“Sudah jangan galau, boleh
mengingat masa lalu tapi masa lalu yang menyenangkan” Nara berusaha mencairkan
suasana sendu.
“Wine ini sepertinya membuatku
sedikit mabuk. Lanjutkan ceritanya, kita habiskan sampai tengah malam.” Sora
menaruh botol wine kosong ditengah tumpukan foto-foto terakhir kemudian
menyantap potongan biscuit coklat milik Paran tepat disebelahnya.
“Hyaa…” Raungan Paran tampak tak
iklas berbagi biscuit.
Kesenduan berubah menjadi
kehangatan kembali. Semua wanita dengan wajah penostalgia ini ternyata masih
menjadi pemerhati yang baik. Mulai kisah malu-malu Paran dengan cinta
pertamanya, Ninri dengan pemetik gitarnya, Hadiah syal untuk Ji Eun yang
tiba-tiba menghilang, cerita setan tampan yang menghentak hati Hyurin hingga
cerita mahagalau Sora.

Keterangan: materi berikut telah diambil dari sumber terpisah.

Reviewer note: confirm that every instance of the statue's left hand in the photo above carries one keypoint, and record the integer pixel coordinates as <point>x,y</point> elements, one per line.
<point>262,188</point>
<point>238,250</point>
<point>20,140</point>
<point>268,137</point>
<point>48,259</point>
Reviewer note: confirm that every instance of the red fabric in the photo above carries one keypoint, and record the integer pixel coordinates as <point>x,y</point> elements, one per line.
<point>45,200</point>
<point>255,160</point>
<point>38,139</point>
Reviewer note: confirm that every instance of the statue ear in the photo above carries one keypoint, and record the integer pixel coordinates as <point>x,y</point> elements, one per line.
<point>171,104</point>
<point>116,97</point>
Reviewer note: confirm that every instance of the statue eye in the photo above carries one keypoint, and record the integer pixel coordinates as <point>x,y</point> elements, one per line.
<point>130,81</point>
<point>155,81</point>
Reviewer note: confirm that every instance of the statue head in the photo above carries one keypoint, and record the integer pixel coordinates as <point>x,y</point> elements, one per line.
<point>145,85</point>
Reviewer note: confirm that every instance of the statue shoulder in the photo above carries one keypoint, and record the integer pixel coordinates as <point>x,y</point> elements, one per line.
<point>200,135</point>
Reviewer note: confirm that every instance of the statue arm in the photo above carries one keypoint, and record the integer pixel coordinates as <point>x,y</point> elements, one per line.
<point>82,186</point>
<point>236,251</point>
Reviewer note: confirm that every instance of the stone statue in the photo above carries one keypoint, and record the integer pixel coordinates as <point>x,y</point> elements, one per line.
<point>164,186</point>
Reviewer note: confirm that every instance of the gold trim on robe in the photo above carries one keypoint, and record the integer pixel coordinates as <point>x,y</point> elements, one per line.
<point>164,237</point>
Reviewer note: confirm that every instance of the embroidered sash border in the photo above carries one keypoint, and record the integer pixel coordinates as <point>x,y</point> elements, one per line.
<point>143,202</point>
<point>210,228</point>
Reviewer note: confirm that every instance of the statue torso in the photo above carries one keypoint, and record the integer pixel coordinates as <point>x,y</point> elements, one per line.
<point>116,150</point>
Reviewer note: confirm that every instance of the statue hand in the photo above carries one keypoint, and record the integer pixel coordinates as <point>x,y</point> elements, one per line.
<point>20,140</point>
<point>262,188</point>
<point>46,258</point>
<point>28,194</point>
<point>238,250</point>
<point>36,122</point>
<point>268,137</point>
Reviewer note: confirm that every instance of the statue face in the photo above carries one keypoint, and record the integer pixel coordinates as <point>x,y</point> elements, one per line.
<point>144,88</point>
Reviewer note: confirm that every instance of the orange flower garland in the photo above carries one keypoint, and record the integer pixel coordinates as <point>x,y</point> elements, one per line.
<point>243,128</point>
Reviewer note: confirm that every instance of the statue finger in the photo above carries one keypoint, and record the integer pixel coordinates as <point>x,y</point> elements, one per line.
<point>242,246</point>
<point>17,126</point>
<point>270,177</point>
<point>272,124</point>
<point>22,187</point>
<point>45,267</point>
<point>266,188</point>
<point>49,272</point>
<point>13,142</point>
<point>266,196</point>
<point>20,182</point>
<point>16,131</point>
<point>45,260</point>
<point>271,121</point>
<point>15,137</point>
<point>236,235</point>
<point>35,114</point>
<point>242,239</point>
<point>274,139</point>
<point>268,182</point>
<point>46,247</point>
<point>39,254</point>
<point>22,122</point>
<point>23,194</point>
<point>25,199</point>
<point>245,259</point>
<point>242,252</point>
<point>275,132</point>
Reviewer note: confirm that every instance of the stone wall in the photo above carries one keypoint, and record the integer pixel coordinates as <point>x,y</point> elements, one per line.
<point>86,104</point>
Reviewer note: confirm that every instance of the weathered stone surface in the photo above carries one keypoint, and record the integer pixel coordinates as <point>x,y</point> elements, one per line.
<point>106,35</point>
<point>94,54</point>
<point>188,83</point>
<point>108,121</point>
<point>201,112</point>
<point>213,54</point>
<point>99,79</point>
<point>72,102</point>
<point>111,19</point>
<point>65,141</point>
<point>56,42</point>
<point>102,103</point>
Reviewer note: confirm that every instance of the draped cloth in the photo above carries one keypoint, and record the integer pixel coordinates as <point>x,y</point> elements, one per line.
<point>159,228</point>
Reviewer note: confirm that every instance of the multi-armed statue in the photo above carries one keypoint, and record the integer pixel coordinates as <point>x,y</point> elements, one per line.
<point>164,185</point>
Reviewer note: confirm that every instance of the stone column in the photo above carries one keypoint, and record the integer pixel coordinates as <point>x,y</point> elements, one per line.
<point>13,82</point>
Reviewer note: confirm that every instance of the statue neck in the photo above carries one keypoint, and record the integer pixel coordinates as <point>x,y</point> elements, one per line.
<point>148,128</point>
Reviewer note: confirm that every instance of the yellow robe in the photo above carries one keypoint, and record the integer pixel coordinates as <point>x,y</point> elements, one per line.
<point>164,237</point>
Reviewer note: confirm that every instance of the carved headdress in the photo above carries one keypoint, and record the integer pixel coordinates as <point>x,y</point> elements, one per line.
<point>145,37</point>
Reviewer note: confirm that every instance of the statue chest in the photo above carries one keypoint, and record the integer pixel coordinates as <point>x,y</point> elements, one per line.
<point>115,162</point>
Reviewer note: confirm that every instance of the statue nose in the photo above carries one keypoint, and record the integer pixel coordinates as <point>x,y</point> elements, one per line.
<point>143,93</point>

Inilah ciri khas wanita dengan segala cuap cuap yang tak
pernah habis.
Tak usah dibayangakan berapa lama
mereka duduk, berapa banyak mereka memesan makanan dan minuman kemudian berapa
kali harus kekamar mandi sekedar untuk pipis dan bermake-up. Yang paling sadis
adalah seberapa parah kebisingan yang mereka timbulkan didalam cafe yang tak
seberapa besar itu hingga malam, hingga café itu tutup. Para pelayanpun serasa tak pernah berkomentar
ataupun keberatan dengan kedatangan mereka. Intim.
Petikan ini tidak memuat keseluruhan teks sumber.